Google’ın benzer planları duyurmasından yaklaşık iki ay sonra gelen bu haber, Google’ın AWS ve Microsoft’un ardından halka açık bulut üçlüsünde üçüncü büyük oyuncu olarak “örnek olmak” için büyük ölçüde teşvik edildiği gerçeğini yansıtıyor.
AWS veya Azure’den tamamen ayrılmak daha ucuzsa, bir şirketin Google Cloud’a geçme olasılığı daha yüksek olabilir.
Ancak bu kararlar aynı zamanda Ocak ayında yürürlüğe giren ve bulut müşterilerinin sağlayıcıları tamamen farklı bir buluta; çoklu bulut yaklaşımını benimseyerek veya şirket içindeki tüm verileri şirket içi bir altyapıya geri çekiyor.
AWS halihazırda müşterilerinin sunucularından ayda 100 GB’a kadar veriyi ücretsiz olarak aktarmalarına izin veriyor olsa da bu, tüm veri depolarını “kaldırıp başka bir sağlayıcıya taşımak” isteyen şirketleri kapsamıyor ve AWS için etkili bir şekilde değişen şey de bu.
Avrupa Veri Yasası tamamen Avrupa’da rekabeti teşvik etmekle ilgili olsa da, AWS’nin hareketinin küresel operasyonlar için geçerli olduğunu da belirtmekte fayda var.

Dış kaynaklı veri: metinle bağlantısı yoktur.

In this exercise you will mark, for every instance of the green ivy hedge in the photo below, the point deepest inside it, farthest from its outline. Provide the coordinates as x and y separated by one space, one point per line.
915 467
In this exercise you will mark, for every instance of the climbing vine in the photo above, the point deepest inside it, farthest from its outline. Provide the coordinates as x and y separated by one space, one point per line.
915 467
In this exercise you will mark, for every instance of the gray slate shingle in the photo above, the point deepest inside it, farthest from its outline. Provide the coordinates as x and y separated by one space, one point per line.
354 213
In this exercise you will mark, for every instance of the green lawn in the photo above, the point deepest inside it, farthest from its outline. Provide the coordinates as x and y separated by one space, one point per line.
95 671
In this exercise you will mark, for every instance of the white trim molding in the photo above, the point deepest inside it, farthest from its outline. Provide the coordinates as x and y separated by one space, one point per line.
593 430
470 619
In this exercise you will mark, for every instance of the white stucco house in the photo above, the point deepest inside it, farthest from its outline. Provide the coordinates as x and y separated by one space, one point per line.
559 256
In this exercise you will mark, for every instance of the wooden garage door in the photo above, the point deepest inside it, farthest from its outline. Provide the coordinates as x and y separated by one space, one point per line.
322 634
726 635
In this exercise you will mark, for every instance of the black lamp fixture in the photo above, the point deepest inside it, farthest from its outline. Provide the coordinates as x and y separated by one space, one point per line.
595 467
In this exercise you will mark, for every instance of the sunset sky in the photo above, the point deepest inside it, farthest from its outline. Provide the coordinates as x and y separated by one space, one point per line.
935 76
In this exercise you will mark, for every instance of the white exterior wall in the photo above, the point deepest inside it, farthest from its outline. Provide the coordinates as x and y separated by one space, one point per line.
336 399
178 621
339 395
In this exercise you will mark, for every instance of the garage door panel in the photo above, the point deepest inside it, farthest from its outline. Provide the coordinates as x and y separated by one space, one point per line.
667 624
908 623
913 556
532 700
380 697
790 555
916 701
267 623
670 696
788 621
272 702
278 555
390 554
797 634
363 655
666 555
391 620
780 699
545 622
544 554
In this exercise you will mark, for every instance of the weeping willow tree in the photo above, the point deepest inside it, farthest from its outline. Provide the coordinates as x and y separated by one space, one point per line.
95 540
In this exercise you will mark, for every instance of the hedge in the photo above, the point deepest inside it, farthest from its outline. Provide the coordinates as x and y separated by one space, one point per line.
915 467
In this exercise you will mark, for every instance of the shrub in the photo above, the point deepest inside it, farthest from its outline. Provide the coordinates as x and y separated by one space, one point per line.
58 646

Verilerini AWS’nin dışına taşımak isteyen şirketlerin AWS ile iletişime geçmesi isteniyor; bu durumda AWS, görünüşe göre taşınan veriler için kredi verecek. AWS baş geliştirici savunucusu Sébastien Stormacq, değişiklikleri duyuran bir blog yazısında “bunu yapmamanızı içtenlikle umduğunu” söylüyor.

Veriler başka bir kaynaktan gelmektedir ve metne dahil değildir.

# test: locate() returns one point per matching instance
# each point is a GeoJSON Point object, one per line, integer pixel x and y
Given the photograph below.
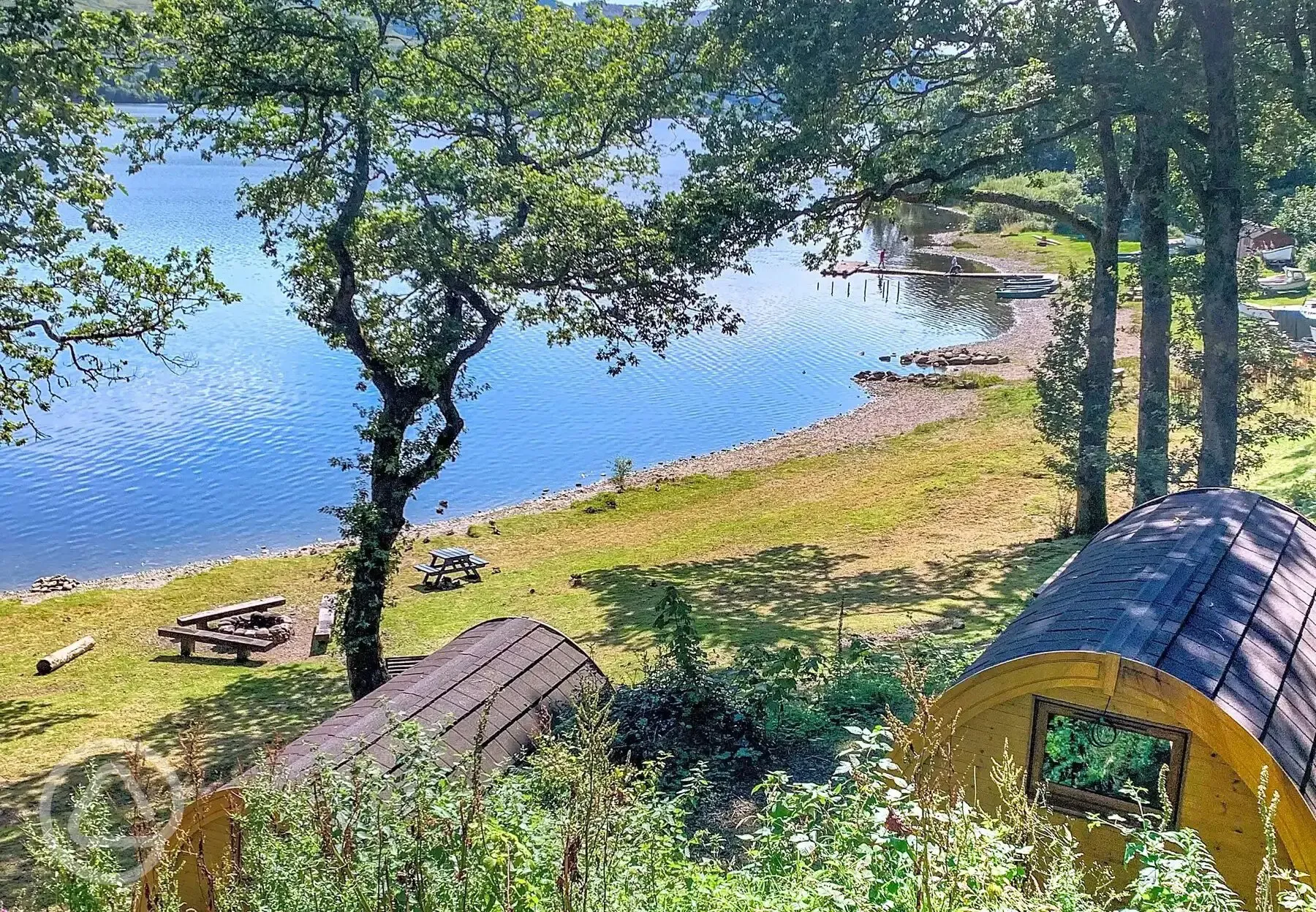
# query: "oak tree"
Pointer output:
{"type": "Point", "coordinates": [447, 167]}
{"type": "Point", "coordinates": [72, 299]}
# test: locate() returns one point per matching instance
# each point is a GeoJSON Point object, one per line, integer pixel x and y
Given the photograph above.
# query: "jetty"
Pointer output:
{"type": "Point", "coordinates": [848, 267]}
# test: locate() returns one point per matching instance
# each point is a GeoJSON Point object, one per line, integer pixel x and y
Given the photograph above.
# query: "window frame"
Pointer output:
{"type": "Point", "coordinates": [1078, 802]}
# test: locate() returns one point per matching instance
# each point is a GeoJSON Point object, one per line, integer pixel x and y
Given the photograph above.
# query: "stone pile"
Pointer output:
{"type": "Point", "coordinates": [953, 357]}
{"type": "Point", "coordinates": [57, 583]}
{"type": "Point", "coordinates": [261, 626]}
{"type": "Point", "coordinates": [947, 381]}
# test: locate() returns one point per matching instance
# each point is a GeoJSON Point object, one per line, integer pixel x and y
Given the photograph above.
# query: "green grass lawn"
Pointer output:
{"type": "Point", "coordinates": [937, 522]}
{"type": "Point", "coordinates": [1069, 253]}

Birleşik Krallık’ın buluta kilitlenme uygulamalarına yönelik devam eden antitröst soruşturmasıyla ilgili bugünkü haberlerin ne anlama geldiği açık değil. Bu soruşturmanın önemli bir yönü çıkış ücretleriyle ilgiliydi ve Microsoft’un bu değişikliği yaparken iki rakibine katıldığını varsayarsak, bu durum düzenleyicileri endişelendirecek bir şey daha yok olacak.
Bununla birlikte, burada oyunda başka faktörler de var. Birleşik Krallık Rekabet ve Piyasalar Otoritesi (CMA) tarafından belirlenen bir diğer sorun, bulut şirketlerinin ürünlerini rakip hizmetlerle iyi performans göstermeyecek şekilde tasarladığı alanlarla ilgili birlikte çalışabilirlikti.
Ücretlerin kaldırılması, CMA’nın deyimiyle “geçişin önündeki teknik engelleri” kesin bir netlikte ortadan kaldırmıyor; bu nedenle, hâlâ bazı düzenleyici olumsuzluklar yaşanabilir.